Since the late 1970s, Astrid Klein has been active as a standard-bearer in Europe for “the Pictures Generation” in America, which is said to have played an important role in postmodernism. Using montage and likening techniques that borrow from the grammar of the film language, Klein’s works attempt to expose the problems hidden behind the relationship between image and text across paintings, collages, photographs and installations. In recent years, they have received new attention. The strong influence of French Nouvelle Vague films, the New Wave movement in film and art in France and popular culture is clearly reflected in her work, but at the same time, it can be said that her works also demonstrate a fresh critical spirit, with pressing contemporary issues such as the economy, violence, life and death, social and gender roles.
This exhibition will feature 9 works from her representative series.
In her series of white paintings, created between 1988 and 1993, she explores the boundaries with the concept of “presenting the unpresentable.” Drawing inspiration from artists such as Agnes Martin, Robert Ryman and Piero Manzoni, she uses alabaster and zinc white to blend textures into her “white on white” painting, creating a painterly effect on canvas. On the other hand, the fragments of text and language hidden beneath the white paint quietly assert that the awareness of social issues lying behind the images which she has consistently pursued continues here as well.

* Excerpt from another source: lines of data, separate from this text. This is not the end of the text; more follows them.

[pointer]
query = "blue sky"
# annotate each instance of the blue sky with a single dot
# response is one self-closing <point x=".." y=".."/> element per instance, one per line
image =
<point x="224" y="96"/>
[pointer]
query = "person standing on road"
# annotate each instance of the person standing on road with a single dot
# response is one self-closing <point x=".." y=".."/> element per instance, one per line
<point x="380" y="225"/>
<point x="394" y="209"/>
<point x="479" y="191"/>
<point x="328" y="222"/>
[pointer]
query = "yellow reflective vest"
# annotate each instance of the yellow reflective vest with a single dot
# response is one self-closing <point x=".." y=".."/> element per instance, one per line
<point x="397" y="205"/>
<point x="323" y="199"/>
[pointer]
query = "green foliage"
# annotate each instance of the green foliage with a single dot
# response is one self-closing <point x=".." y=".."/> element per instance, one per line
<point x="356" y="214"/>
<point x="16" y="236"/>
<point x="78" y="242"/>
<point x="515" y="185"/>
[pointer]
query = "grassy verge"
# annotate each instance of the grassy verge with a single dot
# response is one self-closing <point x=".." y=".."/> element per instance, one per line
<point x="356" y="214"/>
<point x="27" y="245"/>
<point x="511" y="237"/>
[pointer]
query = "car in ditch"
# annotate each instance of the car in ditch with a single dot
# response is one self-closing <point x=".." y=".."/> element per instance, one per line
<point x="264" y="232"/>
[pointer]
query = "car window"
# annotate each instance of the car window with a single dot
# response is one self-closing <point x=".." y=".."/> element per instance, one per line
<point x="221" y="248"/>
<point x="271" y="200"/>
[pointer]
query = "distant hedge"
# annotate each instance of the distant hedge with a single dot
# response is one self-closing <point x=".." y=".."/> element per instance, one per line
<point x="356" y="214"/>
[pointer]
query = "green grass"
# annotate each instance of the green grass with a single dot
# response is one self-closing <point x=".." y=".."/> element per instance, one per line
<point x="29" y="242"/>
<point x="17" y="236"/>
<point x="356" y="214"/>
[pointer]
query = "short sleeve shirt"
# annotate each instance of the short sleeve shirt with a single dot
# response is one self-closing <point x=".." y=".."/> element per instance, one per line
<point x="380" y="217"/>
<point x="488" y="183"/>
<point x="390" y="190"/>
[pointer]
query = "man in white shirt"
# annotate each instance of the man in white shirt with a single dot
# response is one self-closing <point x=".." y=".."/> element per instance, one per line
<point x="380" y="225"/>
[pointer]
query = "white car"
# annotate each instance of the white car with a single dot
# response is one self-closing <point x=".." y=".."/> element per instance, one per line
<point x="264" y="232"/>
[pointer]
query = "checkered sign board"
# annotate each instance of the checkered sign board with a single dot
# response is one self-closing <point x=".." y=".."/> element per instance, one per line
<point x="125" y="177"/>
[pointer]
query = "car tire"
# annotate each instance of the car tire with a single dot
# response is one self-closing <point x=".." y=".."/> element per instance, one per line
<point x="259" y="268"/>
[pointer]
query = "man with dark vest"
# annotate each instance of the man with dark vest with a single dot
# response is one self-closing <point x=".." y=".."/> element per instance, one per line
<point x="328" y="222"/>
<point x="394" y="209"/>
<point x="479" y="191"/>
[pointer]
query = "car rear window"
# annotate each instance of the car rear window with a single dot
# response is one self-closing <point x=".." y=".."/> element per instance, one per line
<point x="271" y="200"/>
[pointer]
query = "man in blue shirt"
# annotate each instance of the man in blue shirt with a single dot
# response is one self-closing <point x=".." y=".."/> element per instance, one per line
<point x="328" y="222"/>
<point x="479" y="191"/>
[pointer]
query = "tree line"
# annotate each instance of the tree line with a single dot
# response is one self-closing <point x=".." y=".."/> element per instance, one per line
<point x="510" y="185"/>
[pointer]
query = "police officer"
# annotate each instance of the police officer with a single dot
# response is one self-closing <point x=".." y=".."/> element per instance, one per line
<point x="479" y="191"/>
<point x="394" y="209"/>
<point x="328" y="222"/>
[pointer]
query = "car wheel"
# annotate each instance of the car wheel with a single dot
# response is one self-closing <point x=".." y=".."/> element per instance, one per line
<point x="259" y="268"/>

The large format works of the 1980 series Broken Heart use excerpts of text from Arno Schmidt’s seminal work Zettels Traum (1970) in relation to the representation of women in cinema and photonovels from the 60s and 70s. The latter were affected by a voyeuristic, masculine perspective along with this the fetishisation of the female form. In the collages, Astrid Klein links textual and pictorial material on a visual level that not necessarily share the same semantic level. This creates a context, in which new meanings are revealed.
Astrid Klein
Born in Cologne in 1951, lives and works in Cologne.
Selected solo exhibitions include Fuhrwerkswaage, Cologne (2024), Odyssey, Cologne (2021), Pinakothek der Moderne, Munich (2020), Falckenberg Collection at Deichtorhallen Hamburg, Hamburg-Harburg (2018), The Renaissance Society, Chicago (2017), KW Institute for Contemporary Art, Berlin (2005), Contemporary Art Center, Vilnius (2003), Hamburger Bahnhof, Berlin (2002), Neues Museum/ Staatliches Museum für Kunst und Design, Nürnberg (2001), Kunsthalle Bielefeld (1989), travelling exhibition by the Kestnergesellschaft, Hannover; ICA, London; Vienna Secession and Forum Stadtpark, Graz (1989), and the Museum of Contemporary Art in Seoul (1981). Selected group exhibitions include Galeria Studio, Warsaw (2022), Kunstmuseum Stuttgart; Vancouver Art Gallery; and at the Sharjah Art Foundation, Sharjah (all in 2021); Ludwig Forum für Internationale Kunst, Aachen (2020), Kunsthalle Düsseldorf (2016), Deichtorhallen Hamburg (2015), Städtische Galerie Karlsruhe (2013), Weserburg Bremen (2011), Pinakothek der Moderne, Munich and KW Institute for Contemporary Art, Berlin (2005). Klein participated in the 14th Sharjah Biennial (2019), Documenta 8 (1987), and the 42nd Venice Biennale (1986).